Der stämmige Mann nickte, zog seine Hosen bis unter die Achseln hoch und rief einen dürren Mann zu sich, der am Eingang Zeitungen in eine Ablage schob: „Tonton. Viens vite. Moi jes un jeune homme ici. Mais viens …!“
Ich verstand nichts mehr, mein Französisch hatte hier schon die Grenze erreicht. Wie würde es erst in Spanien sein? Da vermochte ich knapp eine Cervezza zu bestellen, mehr nicht. Besagter Tonton hatte kaum Zähne, was die Kommunikation erschwerte. Zudem schien er seine Spucke nicht im Griff zu haben: Während er redete, bekleckerte er mir mein T-Shirt. Ich konnte ihm nicht böse sein, Tonton war so alt, dass er mit Sicherheit zwei Kriege mitgemacht hatte.
Er winkte mich aus dem Hotel zum Boulevard. Dort zeigte er mir mit der Beweglichkeit einer bejahrten Windmühle, welche Straße ich langlaufen musste, und wo abbiegen, damit es mir möglich war, Autostopp zu machen.
Ich nickte, fragte schüchtern nach dem Bus. Ich war nicht darauf aus, ein Risiko einzugehen. Tonton schrieb mit einem Kugelschreiber 7/9 auf meinen rechten Arm. Als Dankeschön wollte ich ihm in der kleinen Bar vor dem Hotel einen Kaffee bezahlen. An der Theke standen drei Männer laut lachend beim Barkeeper. Ein junger Mann saß an einem der Tische und las in einem Buch. Die leise Hintergrundmusik verlieh dem Ort einen undefinierbaren Charme. Das Paris der Klischees, würde ich sagen. Jean-Paul Belmondo fehlte in der Ecke, der zigarettenqualmend mit Catherine Deneuve flirtete.

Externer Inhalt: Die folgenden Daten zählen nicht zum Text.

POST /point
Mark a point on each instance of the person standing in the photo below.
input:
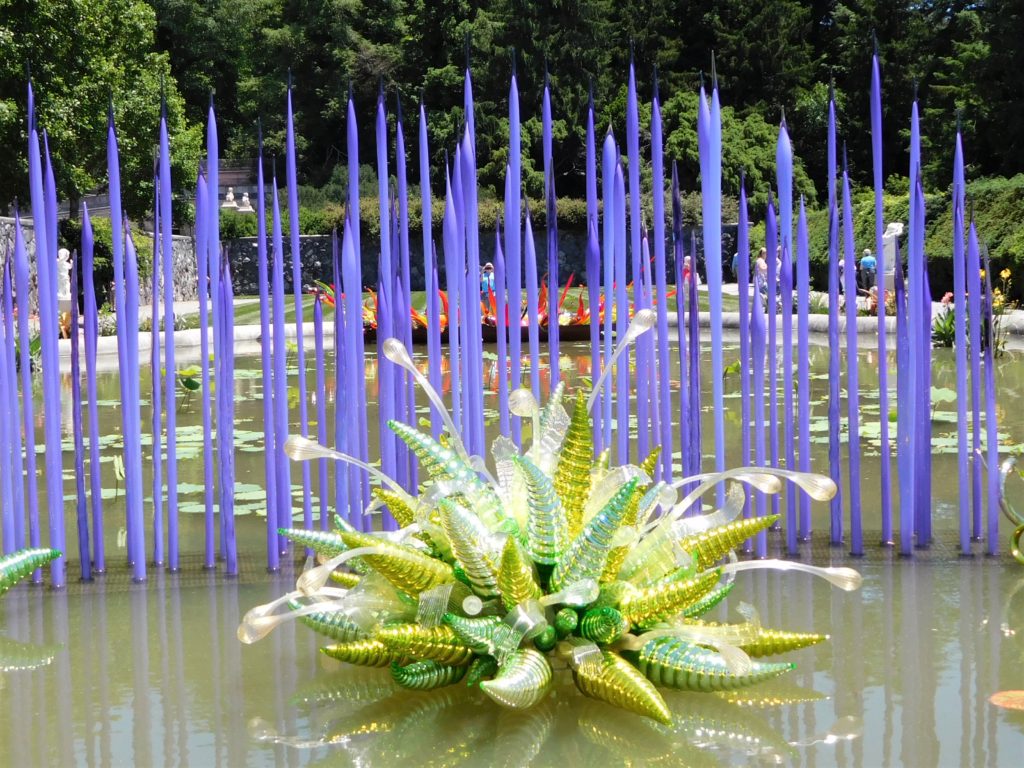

Tonton setzte sich und winkte lachend ab.
„Mais non. Pas de café. C’est pas bon pour moi et j’aime pas.“
Er bestellte Pernod in kleinen Gläsern, denen er aus einer Karaffe etwas Wasser hinzufügte. Es schmeckte nach Anis, mich schüttelte es, während ich trank. Der Alte erzählte mir leidenschaftlich, mit vielen Gesten untermalt, die Geschichte seines Lebens. Ich verstand wenig, war aber fasziniert von dem schauspielerischen Talent. Nach dem vierten Pernod wurde er müde und nickte auf dem Stuhl ein, den Mund weit offen, ein dünner Faden Spucke lief auf sein Hemd. Ich nutzte die Gelegenheit, zahlte beim Barkeeper, der ein Geschirrtuch um den Arm gewickelt hatte und noch immer über irgendeinen Witz lachte.
Ich machte mich mit dem Rucksack auf den Weg zur Busstation.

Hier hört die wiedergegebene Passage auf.